Posted on: December 1st, 2011 by Peter Choma

Key person insurance helps protect the company in the event of a death of a key stakeholder.

As a business owner, you may depend on a number of key people for the successful function of your business. Many businesses have been built around the strengths and skills of a few individuals whose knowledge, or experience makes them a valuable asset to the business.

Key person insurance can help protect the value of your company and help keep the company running in the event of a death of a key stakeholder in the company. Replacing the knowledge of a vital employee can take time and money and can jeopardize the continuation of the business.

A key person life insurance policy can offer the following benefits:

  • Help heirs of the estate to meet tax obligations without effecting the operation of the business.
  • It insures creditors do not call loans and customers will have knowledge that the business will operate as usual.
  • Helps reduce the financial impact of the death of a key person by covering the expense of finding and training a replacement.

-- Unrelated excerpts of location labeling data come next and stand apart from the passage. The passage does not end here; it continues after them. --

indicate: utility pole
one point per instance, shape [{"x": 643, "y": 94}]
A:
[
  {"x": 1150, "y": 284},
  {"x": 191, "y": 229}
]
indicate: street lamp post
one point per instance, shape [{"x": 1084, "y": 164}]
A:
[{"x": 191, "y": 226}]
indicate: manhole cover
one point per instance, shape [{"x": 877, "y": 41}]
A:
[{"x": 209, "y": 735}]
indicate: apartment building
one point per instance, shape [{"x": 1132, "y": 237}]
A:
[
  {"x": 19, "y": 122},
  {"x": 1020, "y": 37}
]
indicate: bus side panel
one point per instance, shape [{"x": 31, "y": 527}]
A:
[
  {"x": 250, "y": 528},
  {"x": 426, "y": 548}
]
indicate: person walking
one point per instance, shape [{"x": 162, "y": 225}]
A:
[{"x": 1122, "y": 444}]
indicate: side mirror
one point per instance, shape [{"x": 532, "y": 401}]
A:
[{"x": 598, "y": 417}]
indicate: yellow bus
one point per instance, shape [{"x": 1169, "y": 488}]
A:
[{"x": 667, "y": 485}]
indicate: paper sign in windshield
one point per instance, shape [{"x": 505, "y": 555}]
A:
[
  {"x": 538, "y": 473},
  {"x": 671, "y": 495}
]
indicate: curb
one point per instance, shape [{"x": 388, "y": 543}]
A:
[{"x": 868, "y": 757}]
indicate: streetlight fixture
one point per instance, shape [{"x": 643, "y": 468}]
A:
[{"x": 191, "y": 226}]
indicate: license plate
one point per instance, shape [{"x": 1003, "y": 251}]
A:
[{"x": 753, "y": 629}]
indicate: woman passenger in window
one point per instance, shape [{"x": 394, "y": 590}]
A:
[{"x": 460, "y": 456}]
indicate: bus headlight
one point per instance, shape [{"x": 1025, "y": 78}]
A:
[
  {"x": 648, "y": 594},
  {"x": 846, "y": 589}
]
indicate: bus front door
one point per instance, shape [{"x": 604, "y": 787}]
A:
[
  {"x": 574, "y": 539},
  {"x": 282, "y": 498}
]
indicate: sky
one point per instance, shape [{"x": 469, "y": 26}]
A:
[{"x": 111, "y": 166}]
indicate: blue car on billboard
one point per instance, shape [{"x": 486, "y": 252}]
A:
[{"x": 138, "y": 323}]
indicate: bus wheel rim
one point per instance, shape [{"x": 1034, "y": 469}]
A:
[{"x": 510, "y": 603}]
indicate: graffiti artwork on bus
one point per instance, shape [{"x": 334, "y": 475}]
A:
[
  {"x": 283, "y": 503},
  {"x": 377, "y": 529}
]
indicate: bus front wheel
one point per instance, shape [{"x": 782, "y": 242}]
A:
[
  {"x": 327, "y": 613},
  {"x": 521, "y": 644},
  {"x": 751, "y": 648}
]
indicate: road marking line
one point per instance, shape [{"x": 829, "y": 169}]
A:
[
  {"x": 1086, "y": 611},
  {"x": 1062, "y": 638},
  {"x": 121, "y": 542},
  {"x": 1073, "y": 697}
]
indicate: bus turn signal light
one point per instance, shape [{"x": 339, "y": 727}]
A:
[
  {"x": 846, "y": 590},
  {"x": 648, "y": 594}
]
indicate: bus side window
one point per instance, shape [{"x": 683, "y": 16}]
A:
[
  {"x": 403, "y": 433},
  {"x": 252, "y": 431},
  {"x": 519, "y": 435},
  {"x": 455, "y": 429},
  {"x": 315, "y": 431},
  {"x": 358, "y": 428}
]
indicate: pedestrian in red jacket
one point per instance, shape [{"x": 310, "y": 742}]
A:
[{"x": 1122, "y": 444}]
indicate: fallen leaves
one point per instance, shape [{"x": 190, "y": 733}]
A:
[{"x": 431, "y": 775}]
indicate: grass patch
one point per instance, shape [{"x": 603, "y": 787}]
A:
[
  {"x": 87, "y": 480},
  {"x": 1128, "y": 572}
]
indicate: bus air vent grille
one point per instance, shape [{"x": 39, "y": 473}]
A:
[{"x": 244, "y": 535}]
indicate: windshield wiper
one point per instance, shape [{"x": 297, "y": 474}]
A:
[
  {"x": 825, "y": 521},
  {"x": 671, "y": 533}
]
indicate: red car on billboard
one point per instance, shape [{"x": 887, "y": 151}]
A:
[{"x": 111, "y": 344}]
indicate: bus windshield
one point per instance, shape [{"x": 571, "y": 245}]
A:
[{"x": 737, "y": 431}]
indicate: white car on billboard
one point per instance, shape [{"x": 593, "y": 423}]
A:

How Key Person Insurance works

The employer would be the owner and beneficiary of the policy. The key employee would be the life insured, but would receive no benefit from the existence of the policy.

Example: John is the owner of a Stereo shop that employs 5 full-time employees. John relies heavily on Margaret, his store manager, who looks after the day-to-day operations of the business while he is looking for new products to sell in the store. Margaret dies suddenly by a tragic accident. This would have an impact on the company and cause a huge financial blow.

The “key person” life insurance policy that John purchased on Margaret’s life provides the company with a tax free lump-sum payment, enabling John to overcome what might have been a deadly blow to his business. The insurance provides immediate cash to cope with reduced profitability, resulting from the death of his manager.